Bapak bijak itu masih murah senyum, pun saat kukenalkan Abiyank padanya. Dosen senior yang sabar mendidik mahasiswinya, meskipun sang mahasiswi sudah setahun hampir melupakannya. Lagi, ia buka lembar demi lembar halaman itu, merevisinya sambil sesekali menanyakan kabarku, dan memberikan semangat untuk bisa menyelesaikannya.
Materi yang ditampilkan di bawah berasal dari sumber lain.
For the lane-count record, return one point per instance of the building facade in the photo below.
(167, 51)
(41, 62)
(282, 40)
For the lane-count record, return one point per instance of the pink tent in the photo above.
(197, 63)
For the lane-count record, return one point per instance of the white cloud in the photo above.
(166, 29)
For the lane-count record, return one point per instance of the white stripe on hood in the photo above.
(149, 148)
Hingga Februari, ku takkan terbebani pekerjaan kantor, waktu hanyakan kucurahkan untuk memperbaiki amalan untuk Sang Kekasih, belajar menjadi ibu yang terbaik bagi Zaif dan menyelesaikan studi yang sempat tertunda. Harus bisa, jangan menyerah, karena Sang Kekasih akan memberikan jalan bagi mereka yang mau berusaha.
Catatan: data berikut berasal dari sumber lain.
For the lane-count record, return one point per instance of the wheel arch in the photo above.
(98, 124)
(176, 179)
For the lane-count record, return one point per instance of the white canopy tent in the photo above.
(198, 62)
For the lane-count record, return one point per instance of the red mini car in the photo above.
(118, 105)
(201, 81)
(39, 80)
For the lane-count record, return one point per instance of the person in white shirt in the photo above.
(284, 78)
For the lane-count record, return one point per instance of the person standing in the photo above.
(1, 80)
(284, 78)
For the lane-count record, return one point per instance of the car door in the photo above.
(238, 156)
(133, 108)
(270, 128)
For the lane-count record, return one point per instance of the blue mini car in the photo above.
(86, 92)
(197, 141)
(Sebuah lompatan besar diawali dari satu langkah kecil)
Monday, November 20, 2006
2 LELAKIKU
Bayi kecilku
Namanya Hudzaifah, biasa dipanggil Zaif. Eyang Putrinya pernah coba memanggilnya Udza, tapi kularang, karena mirip dengan tuhannya kaum jahiliyah, Latta dan Uzza. Jadilah ia dipanggil Jaifff n'dut. Tampan, dengan wajah bulat dan pipi tembemnya. Hidung dan bibir yang imut hasil jiplakan dari umminya dan sepasang alis tebal mirip abinya. Usianya nyaris 2 bulan. Sudah murah senyum kepada siapa saja yang mengajaknya, dalam tidurnyapun kadang ia tersenyum, bahkan kepada temannya yang kasat mata. Zaif, jago minum asi, kalau sudah minum harus sampai puas, setelah itu kedua matanyapun mulai menutup, tertidur. Beratnya sudah 5 kilo lebih, nyaris naik 2 kilo dari beratnya saat baru melihat dunia. Padahal setiap hari ia bisa buang air sampai 8 kali, tapi ternyata tak berpengaruh pada berat badannya, pun gerakannya yang kian lincah. Coba saja, baru ditinggal sebentar, Zaif tahu-tahu sudah berguling dan tengkurap. Kakinya kuat, jangan dekat-dekat kalau tidak mau kena tendang. Selepas isya adalah waktunya Zaif istirahat, tidak pernah nangis di tengah malam, karena Asi sang ummi selalu tersedia disisinya. Malam itu ia tertidur, pulas ditemani Abi tercinta yang baru saja pulang selepas kajian. Zaif, bayi kecilku.
Bayi besarku
Abu Hudzaifah namanya, biasa dipanggil Abiyank singkatan dari Abi Sayang. Lelaki muda dengan segudang impian yang kami coba bangun bersama. Masih kikuk dengan kehadiran bayi kecilnya, menggendongpun masih takut-takut. Yang ia suka, mencium Zaif dengan jenggotnya dan senang ketika Zaif menggeliat kegelian. Abiyank yang menemani ummi mulai dari ruang observasi hingga Zaif lahir kedunia, bahkan mendokumentasikannya dengan handycam. Di ruang itu, gema takbirnya mengiringi kelahiran Zaif, memegangi tangan dan mencium kening ummi saat kelelahan usai melahirkan. Abi sayank baru belajar jadi Abi yang baik untuk Zaif, karenanya jauh-jauh hari sudah membangun rencana mau masukkan Zaif ke pesantren saat usia 6 tahun. Biar jadi hafiz qur'an katanya, biar jadi anak yang berbakti bagi agama, biar jadi Ustadz penerus generasi salafus salih. Malam itu, Abi sayank tertidur pulas di samping Zaif, menemai ummi, kalau-kalau Zaif perlu diganti popoknya atau minta disusui. Abi sayank, bayi besarku.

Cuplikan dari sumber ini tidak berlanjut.